VLM Agents Generate Their Own Memories: Distilling Experience into Embodied Programs of Thought
Gabriel Sarch, Lawrence Jang, Michael J. Tarr, William W. Cohen, Kenneth Marino, Katerina Fragkiadaki
公開日: 2024/6/20
Abstract
Large-scale generative language and vision-language models (LLMs and VLMs) excel in few-shot learning but require high-quality demonstrations. We propose In-Context Abstraction Learning (ICAL), enabling VLM agents to transform suboptimal trajectories into high-quality training data through self-reflection and human feedback. Given imperfect task demonstrations, a VLM abstracts trajectories into generalized strategies and action annotations by correcting inefficiencies and annotating cognitive abstractions: causal relationships, object state changes, temporal subgoals, and task-relevant visual elements. These annotations are iteratively refined through human feedback during execution in similar environments. The resulting examples significantly improve decision-making when used for retrieval-augmented generation or fine-tuning. As the agent's example library grows, it becomes more efficient at abstracting new examples, requiring less human feedback and fewer environment interactions.

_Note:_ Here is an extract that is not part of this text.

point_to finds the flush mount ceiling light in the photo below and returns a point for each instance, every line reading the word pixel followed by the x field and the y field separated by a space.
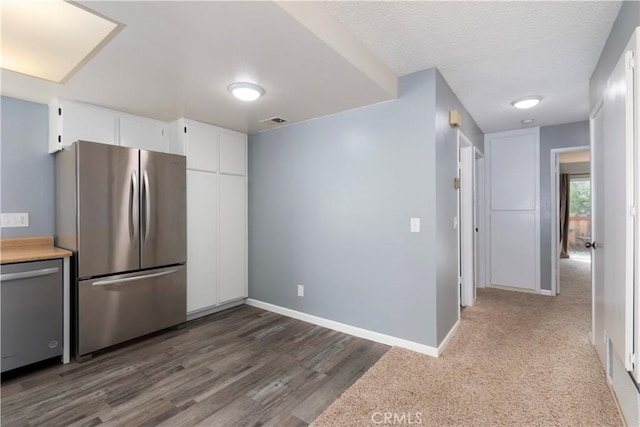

ICAL achieves state-of-the-art results across multiple benchmarks. In TEACh dialogue-based instruction following, combining fine-tuning and retrieval on ICAL examples outperforms raw human demonstrations and expert examples by 17.5% in goal-condition success. In VisualWebArena, retrieval-augmented GPT-4V with ICAL improves task success 1.6x, while fine-tuned Qwen2-VL achieves 2.8x improvement over the base model. In Ego4D action forecasting, we surpass few-shot GPT-4V and remain competitive with supervised models. Our approach scales 2x better than raw demonstrations and significantly reduces manual prompt engineering requirements.